That wall is really hateful! In the It circle, often need to use GG data (you can also use to access the 1024x768, ^_^ ... )。 Of course, you can also use Baidu. In fact, it is not that I do not love Baidu, there is a reason, and listen to my thin way. Once had the egg ache, wanted to see if someone would copy my blog (although the blog did not learn well), so Baidu a bit, the results are amazing.

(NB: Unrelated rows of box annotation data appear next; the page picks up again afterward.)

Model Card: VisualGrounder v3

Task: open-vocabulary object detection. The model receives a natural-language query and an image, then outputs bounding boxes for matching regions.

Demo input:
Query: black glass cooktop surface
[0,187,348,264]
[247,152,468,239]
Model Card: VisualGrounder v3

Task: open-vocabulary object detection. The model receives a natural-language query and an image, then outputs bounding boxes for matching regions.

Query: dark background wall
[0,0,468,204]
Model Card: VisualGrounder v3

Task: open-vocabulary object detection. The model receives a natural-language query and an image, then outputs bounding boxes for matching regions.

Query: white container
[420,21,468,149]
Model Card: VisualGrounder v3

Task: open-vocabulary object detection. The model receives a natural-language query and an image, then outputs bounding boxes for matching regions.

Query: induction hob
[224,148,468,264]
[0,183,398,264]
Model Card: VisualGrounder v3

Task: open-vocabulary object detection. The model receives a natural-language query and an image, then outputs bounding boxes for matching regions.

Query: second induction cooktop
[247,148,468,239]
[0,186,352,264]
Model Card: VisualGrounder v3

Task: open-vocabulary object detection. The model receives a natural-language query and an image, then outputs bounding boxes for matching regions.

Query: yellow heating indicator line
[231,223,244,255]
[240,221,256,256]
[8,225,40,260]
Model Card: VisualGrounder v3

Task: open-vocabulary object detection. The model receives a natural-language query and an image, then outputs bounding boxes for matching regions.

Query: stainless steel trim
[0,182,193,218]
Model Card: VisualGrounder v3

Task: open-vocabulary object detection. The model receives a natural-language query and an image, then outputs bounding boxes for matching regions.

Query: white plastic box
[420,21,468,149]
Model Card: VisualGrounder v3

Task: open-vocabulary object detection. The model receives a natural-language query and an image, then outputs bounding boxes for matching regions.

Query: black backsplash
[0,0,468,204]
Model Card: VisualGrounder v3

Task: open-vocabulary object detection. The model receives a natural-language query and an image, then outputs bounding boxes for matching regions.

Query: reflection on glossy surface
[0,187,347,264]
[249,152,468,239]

I found myself writing a blog, even with the whole title to search, often can't search, search is a bunch of crawler crawl results. Specifically what, here do not say, each can take their own blog to try. Before always manually collect several IP for a period of time, failed to re-collect a few later, so repeated, annoying! So, want to write a crawler crawling proxy IP, and then every time directly in the database to find a few out of the line. However, many of the bots crawling over the IP have failed. This is also reduced to manual testing, this is not to add more trouble for themselves? So write a detection agent IP is available program, let the program to help me detect. So every time I can get the available proxy IP. As the crawler is written in Scrapy, in order to facilitate maintenance, IP detection as a part of the Scrapy crawler is good. Therefore, the following procedures for testing:
1. Create File: checkproxy.py
#coding =utf-8 Import urllib2import urllibimport timeimport socketip_check_url = ' http://www.google.com.hk/' user_agent = ' mozilla/5.0 (Windows NT 6.1; WOW64; rv:12.0) gecko/20100101 firefox/12.0 ' socket_timeout = # Check proxydef check_proxy (Protocol, PIP): Try:proxy_hand Ler = Urllib2. Proxyhandler ({Protocol:pip}) opener = Urllib2.build_opener (proxy_handler) # opener.addheaders = [(' User-agent ', User _agent)] #这句加上以后无法正常检测, I don't know what the reason is. Urllib2.install_opener (opener) req = Urllib2. Request (ip_check_url) Time_start = Time.time () conn = Urllib2.urlopen (req) # conn = Urllib2.urlopen (Ip_check_url) Time_end = Time.time () Detected_pip = Conn.read () proxy_detected = True except Urllib2. Httperror, E:print "Error:code", E.code return False except Exception, Detail:print "ERROR:", Detail re Turn False return proxy_detecteddef main (): Socket.setdefaulttimeout (socket_timeout) Print protocol = "HTTP" Curr Ent_proxy = "212.82.126.32:80" proxy_detected = check_proxy (protocol, Current_proxy) if Proxy_detected:print ("Working:" + current_proxy) Else: Print "FAILED:%s"% (Current_proxy,) if __name__ = = ' __main__ ': Main ()
2. Test:
[Root@bogon proxyipspider]# python checkproxy.py working:212.82.126.32:80
Of course, this is just a prototype of the program, the actual detection of the program needs to be combined with database or file operations to complete. Proxy IP detected, then the rest is set up. After setting up, enjoy the GG bar. 1024 you want to watch as long as you like, but still do not look more good, you understand. If you want to put on Facebook, the oil turtle, and Twitter, it's up to you, and this is just GG.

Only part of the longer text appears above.